This is a tried-and-true tactic of Trump’s most loyal followers online — not to mention, as documented in Robert Mueller’s special counsel report, Russian operatives. As Andrew Marantz details in his absolutely terrific book “Antisocial: Online Extremists, Techno-Utopians, and the Hijacking of the American Conversation,” there was a concerted effort during the course of the 2016 campaign by Trump supporters to take advantage of the decidedly lax fact-checking (and oversight) on social media platforms to push memes — like this one — to damage Hillary Clinton and the Democratic Party.

Truth? Accuracy? Fairness? None of that mattered because, well, it worked. The Trump base was ready to believe the worst — and then some — about Clinton. (She’s hiding a serious illness! She’s working to feather her own nest at the Clinton Foundation!) And so these trolls fed them what they wanted. Day after day. Month after month.

Internet trolls are not a new phenomenon. What is new is that the President of the United States is one of them.

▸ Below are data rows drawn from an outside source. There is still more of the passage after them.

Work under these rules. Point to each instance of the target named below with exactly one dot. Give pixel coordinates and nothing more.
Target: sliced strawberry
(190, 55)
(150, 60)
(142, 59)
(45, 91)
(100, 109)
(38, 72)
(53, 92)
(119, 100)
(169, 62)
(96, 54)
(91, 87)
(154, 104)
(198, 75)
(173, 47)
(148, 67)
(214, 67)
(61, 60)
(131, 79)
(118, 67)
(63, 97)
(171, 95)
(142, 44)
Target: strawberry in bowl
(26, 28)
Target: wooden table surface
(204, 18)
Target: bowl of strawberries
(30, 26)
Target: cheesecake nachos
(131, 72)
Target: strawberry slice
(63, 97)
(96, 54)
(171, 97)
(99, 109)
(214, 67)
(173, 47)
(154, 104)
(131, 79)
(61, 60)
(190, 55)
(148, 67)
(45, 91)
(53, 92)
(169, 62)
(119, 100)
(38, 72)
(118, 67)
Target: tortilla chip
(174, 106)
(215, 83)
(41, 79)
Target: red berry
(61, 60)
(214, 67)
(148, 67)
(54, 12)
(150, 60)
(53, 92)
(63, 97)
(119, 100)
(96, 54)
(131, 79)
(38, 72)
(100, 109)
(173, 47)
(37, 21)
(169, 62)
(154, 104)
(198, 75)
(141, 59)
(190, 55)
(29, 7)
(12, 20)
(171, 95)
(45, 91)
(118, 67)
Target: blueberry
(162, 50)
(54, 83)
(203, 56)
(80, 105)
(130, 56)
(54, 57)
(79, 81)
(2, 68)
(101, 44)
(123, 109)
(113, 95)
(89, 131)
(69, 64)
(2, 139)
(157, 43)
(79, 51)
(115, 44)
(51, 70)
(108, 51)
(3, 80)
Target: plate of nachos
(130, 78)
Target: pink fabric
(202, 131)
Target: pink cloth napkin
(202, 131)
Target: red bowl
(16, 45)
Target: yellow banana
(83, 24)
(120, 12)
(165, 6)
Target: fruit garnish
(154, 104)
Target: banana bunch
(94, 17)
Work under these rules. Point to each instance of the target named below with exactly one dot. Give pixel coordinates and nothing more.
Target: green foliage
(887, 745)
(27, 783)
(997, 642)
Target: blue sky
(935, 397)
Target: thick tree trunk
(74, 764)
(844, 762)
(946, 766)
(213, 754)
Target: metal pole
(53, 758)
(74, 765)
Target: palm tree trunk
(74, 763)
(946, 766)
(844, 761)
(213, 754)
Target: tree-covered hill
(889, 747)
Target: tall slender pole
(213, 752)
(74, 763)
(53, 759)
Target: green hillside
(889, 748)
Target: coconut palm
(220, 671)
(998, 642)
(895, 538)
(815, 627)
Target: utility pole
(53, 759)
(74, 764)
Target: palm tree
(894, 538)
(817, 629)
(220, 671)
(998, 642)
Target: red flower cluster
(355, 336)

Think about Trump’s approach to social media and, well, everything else. He says provocative things. He has the most casual of relationships with the truth. He equates “lots of people are seeing this” with both a) success and b) inherent goodness. His moral compass is, uh, not well-honed. Winning is all he sees. And it doesn’t matter how you win — just that you win.

The obvious question given all of that is a) why tweet about Trump’s Pelosi-Schumer tweet and/or b) why write about Trump doing this? After all, aren’t we amplifying it by writing about it?

My view on that is this: This is the President of the United States. Ignoring him when he pushes out memes that are aimed at fomenting anti-Muslim sentiment is not something we can or should do. That would be an abdication of the news media’s role to hold the powerful to account.

That’s never been an issue before. Mostly because we have never had an internet troll as president before. Calling out what Trump is doing, what he gets wrong and what it says about his supporters that this sort of crap will work with them is of vital importance to our democracy and its long-term health and survival.